What to do with standard deviations of non-linear (dB/Hz) ranges?

rodrigo.constanzo · March 7, 2021, 4:19pm

Bit of a stats noob question here, but I’m organizing and scaling data and for things like loudness, it makes sense to dbtoa things like mean/min/mid/max so I get a smooth linear output from 0. to 1. but I’m not sure what to do with standard deviation, which is in decibels (since it’s computed off the mean). If I run it through dbtoa I get a much higher value than I think makes sense, and it ends up more than likely being > 1.0.

The analysis frame I’m working on at the moment has the raw output values of:

loudness_mean: -8.939504
loudness_std:  2.4
loudness_min:  -13.748664
loudness_max:  -5.938645

If I pipe all that through dBtoA I get:

loudness_mean: 0.357293
loudness_std:   1.31821
loudness_min:   0.205384
loudness_max:   0.50474

The mean/min/max look good, but the std is all jacked.

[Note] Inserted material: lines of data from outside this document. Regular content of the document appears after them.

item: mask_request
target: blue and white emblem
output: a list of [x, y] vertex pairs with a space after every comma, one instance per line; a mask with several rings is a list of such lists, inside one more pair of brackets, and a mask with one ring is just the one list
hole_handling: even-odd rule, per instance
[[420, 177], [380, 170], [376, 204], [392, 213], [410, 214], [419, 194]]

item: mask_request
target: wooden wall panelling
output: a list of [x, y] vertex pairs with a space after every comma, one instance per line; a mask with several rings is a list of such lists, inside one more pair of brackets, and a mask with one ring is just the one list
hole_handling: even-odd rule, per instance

Similarly if I convert the other values and leave that one alone, I have a similar problem, though I guess they are all in the same “units” at that point.

So the question is, do I leave the values raw and then let something like fluid.robustscale~ sort it out, or do I scale (which I imagine would be better since it gets linearized along the way)? And if so, how much A does 2.4dB convert to?

I imagine I will run into similar problems with Hz and ftom when dealing with standard deviations of frequencies.

This feels like a super solved thing and I’m just too dumdum to know what it is.

weefuzzy · March 7, 2021, 6:24pm

ISTM that a standard deviation of dB is going to manifest as a gain factor when you translate back, because logarithms (log(ab) = log(a) + log(b)).

So I guess if you wanted to express that in terms of a difference from the mean again it would be

(mean * std) - mean  
=   mean * (std - 1) 
= 0.357 * (1.31821 -1) 
≈ 0.113

Don’t know that this really gets you anything. Is this problem how you interpret it, or how you scale it?

rodrigo.constanzo · March 7, 2021, 6:55pm

More about what to do with it further down the line. Using the Example 11 as a model, things are packed indiscriminately(ish) together then normalized on the back end. It seems like it would be useful to linearize the relationship between each stat before normalizing (if at all) as that would be more perceptually meaningful. It was just the standard deviation that was throwing me for a loop.

In terms of the maths there, wouldn’t I want to do this pre-atodb-ing it since the relationship between std and mean exists in the log domain (as in, the std isn’t 1.31821 amplitude).

That would instead give me

(mean * std) - mean  
=   mean * (std - 1) 
= -8.939504 * (2.4 -1) 
=  -12.512535
≈ 0.236795 (dBtoA'd)

Or does that maths hold up to existing in the log domain?

And presumably the same would apply to frequency(Hz) except it would be, um, a frequency factor?

weefuzzy · March 7, 2021, 8:34pm

No, I don’t think so. I’m not even sure you need to do at all. I was just hoping to explain how to interpret the number you get. Standard deviation can be thought of as the average difference between your samples and their mean, so this additive relationship in the log domain translates to a multiplicative one back in the linear domain.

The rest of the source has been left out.